Elias Brodie went unsuspecting to his doom. He didn’t bother to nose his wee dram, he took a sip and winced. “This is not up to your usual standard, Magnus.”
“No need to be diplomatic.”
Now, Elias took a whiff of the whisky. “A hint of wet dog, muddy boots, rotten eggs, or something…”
“The technical term is foxy. The damned stuff is foxy, like cheap burgundy or fraternity moonshine. This was supposed to be my signature batch of whisky, Elias, the year that all the judges at all the international competitions sat up and took notice of Cromarty Distilleries, Limited.”
Elias set down his glass. “They’ll take notice of that and promptly call the poison control hotline. Can you fix it?”
Whisky-making was as much art as science, which was part of what Magnus loved about being a professional distiller.

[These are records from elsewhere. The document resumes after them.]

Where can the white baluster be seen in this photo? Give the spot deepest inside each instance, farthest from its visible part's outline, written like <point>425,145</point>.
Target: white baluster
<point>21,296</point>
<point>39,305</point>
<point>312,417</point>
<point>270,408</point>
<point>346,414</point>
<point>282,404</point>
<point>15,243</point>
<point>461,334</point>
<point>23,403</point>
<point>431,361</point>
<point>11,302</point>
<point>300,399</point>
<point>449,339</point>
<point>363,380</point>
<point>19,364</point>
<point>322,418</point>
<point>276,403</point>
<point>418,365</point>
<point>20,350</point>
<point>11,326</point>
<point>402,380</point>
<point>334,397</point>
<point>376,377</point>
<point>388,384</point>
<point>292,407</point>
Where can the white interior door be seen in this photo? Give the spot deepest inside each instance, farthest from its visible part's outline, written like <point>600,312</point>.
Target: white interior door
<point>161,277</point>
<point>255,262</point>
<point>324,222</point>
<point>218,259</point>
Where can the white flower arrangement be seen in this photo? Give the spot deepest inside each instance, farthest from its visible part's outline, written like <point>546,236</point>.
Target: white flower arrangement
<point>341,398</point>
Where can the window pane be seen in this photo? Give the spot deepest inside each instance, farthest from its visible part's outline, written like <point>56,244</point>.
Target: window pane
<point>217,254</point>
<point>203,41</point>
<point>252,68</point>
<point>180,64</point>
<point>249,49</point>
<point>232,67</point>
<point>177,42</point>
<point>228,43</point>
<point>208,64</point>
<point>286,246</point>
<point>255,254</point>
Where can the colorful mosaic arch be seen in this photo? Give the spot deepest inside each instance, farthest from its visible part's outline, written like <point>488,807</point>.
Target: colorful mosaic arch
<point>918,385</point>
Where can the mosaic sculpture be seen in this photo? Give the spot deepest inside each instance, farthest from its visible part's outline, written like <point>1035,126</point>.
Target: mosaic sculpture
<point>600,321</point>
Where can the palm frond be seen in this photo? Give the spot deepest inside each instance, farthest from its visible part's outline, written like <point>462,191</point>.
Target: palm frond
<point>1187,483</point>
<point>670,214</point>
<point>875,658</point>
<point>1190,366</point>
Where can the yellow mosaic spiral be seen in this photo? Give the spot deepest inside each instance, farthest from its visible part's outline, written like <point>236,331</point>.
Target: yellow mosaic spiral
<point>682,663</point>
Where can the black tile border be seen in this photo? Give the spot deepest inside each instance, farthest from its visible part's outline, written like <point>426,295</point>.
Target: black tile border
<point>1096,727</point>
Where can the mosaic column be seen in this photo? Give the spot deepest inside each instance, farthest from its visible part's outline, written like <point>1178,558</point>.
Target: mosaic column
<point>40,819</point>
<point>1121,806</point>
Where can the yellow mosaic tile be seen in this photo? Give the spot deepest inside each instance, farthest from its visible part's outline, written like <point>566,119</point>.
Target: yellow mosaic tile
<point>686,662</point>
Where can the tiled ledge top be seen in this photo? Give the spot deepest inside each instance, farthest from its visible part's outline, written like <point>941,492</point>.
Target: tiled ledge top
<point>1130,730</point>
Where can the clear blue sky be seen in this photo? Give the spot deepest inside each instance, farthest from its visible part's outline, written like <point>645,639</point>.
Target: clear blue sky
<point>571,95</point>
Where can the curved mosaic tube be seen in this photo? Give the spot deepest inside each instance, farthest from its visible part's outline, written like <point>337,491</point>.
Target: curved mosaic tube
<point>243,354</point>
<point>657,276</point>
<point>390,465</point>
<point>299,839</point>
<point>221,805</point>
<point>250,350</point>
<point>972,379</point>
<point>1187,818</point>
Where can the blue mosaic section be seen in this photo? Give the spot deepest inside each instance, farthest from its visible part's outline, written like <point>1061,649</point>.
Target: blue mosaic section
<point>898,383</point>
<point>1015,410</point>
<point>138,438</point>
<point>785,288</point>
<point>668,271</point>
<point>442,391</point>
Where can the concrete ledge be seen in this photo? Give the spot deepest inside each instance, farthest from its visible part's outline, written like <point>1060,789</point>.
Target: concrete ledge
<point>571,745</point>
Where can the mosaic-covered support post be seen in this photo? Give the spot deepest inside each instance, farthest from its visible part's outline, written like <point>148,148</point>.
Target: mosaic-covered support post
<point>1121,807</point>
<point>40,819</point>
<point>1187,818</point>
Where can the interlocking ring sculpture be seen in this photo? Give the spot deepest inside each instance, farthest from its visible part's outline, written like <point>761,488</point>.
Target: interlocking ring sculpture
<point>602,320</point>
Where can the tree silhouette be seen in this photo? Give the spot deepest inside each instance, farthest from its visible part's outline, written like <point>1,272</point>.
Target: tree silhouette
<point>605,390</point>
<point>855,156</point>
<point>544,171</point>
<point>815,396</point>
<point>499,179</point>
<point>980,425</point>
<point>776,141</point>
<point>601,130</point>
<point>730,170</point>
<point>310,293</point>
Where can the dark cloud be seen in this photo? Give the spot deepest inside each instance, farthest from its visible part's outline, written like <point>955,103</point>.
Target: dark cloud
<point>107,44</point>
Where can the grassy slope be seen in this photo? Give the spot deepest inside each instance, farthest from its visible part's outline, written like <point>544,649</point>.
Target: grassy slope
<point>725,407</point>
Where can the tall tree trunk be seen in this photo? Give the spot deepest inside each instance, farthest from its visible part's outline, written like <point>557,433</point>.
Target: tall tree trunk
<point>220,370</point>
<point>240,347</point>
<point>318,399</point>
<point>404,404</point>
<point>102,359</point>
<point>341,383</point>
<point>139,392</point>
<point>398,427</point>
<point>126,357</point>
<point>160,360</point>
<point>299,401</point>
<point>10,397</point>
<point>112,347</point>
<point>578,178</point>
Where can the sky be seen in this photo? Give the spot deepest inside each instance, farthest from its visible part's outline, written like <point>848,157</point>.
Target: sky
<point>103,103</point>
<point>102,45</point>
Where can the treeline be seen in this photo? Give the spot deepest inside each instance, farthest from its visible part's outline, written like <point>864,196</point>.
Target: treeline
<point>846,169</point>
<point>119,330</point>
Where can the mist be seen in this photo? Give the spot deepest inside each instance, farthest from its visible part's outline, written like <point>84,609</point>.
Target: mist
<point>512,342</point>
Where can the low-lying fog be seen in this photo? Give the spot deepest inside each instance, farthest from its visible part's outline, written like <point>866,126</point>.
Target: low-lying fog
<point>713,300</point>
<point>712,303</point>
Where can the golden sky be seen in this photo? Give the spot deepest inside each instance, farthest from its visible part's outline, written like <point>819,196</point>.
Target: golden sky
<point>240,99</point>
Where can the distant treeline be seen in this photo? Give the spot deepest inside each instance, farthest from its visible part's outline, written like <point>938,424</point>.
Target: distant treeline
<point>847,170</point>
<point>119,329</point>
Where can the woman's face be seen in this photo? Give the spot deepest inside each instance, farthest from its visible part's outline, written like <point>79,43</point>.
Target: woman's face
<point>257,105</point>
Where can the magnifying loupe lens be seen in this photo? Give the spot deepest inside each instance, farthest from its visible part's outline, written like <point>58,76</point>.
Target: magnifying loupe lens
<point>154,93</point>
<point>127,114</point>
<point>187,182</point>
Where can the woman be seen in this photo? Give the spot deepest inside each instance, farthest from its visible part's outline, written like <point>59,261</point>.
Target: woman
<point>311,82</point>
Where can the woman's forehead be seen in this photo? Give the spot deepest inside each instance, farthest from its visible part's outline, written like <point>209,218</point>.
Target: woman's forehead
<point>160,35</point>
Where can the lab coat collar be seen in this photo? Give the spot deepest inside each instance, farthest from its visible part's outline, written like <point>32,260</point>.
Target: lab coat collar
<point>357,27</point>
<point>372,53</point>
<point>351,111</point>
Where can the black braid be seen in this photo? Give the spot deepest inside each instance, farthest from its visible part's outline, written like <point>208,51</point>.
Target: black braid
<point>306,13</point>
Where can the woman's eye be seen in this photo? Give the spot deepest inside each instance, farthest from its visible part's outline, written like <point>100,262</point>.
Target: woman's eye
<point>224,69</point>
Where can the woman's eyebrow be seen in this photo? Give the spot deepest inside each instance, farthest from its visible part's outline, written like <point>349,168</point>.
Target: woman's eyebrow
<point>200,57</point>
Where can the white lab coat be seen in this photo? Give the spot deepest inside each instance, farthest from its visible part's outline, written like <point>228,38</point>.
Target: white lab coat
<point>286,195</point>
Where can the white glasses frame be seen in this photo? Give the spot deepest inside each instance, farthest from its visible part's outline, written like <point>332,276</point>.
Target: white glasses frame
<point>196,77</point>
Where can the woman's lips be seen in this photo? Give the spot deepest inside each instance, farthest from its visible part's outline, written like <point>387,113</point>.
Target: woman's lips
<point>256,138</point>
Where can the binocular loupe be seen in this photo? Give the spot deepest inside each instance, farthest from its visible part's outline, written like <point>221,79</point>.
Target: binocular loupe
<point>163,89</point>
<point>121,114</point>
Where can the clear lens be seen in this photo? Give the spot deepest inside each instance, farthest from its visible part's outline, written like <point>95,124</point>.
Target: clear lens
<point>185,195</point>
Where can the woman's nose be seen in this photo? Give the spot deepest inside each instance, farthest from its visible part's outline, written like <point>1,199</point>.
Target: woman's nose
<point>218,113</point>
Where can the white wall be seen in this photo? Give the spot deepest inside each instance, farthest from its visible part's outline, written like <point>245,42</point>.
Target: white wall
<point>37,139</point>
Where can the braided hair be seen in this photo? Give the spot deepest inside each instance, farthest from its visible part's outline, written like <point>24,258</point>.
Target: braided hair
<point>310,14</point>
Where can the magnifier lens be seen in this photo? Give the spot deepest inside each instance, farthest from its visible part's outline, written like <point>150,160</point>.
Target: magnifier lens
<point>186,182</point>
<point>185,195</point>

“I don’t know. Do you trust me to serve you an antidote?”
“There is no antidote. The finish is as bad as the nose.”
Magnus crossed the study and fetched two clean glasses, a pitcher of water, and a bottle of whisky.
“Give this a try.”
Elias was used to these sessions and knew better than to resist direction. He obliged Magnus, though this time he took a sniff of his drink before trying a taste.
“That is lovely. That is…” He held the glass beneath his nose.
“That is what my best batch should be,” Magus said. “That is damned fine whisky.”
Elias peered at the label. “It’s American? Is nothing sacred? I’ve never heard of Logan Bar whisky.”
Magnus poured himself a scant portion, inhaled, and took a taste of six-year-old Logan Bar single malt. In the dark of a blustery Scottish evening, sunshine bloomed on his tongue. The nose had notes of butterscotch and apples, a touch of citrus, and a hint of banana taffy.
Exquisite, ladylike, and elegant on the palate too.
“The Logans are sitting on a damned gold mine,” Magnus said, “and they don’t realize it.”
“It’s their gold mine,” Elias countered. “Americans take their property law quite seriously.”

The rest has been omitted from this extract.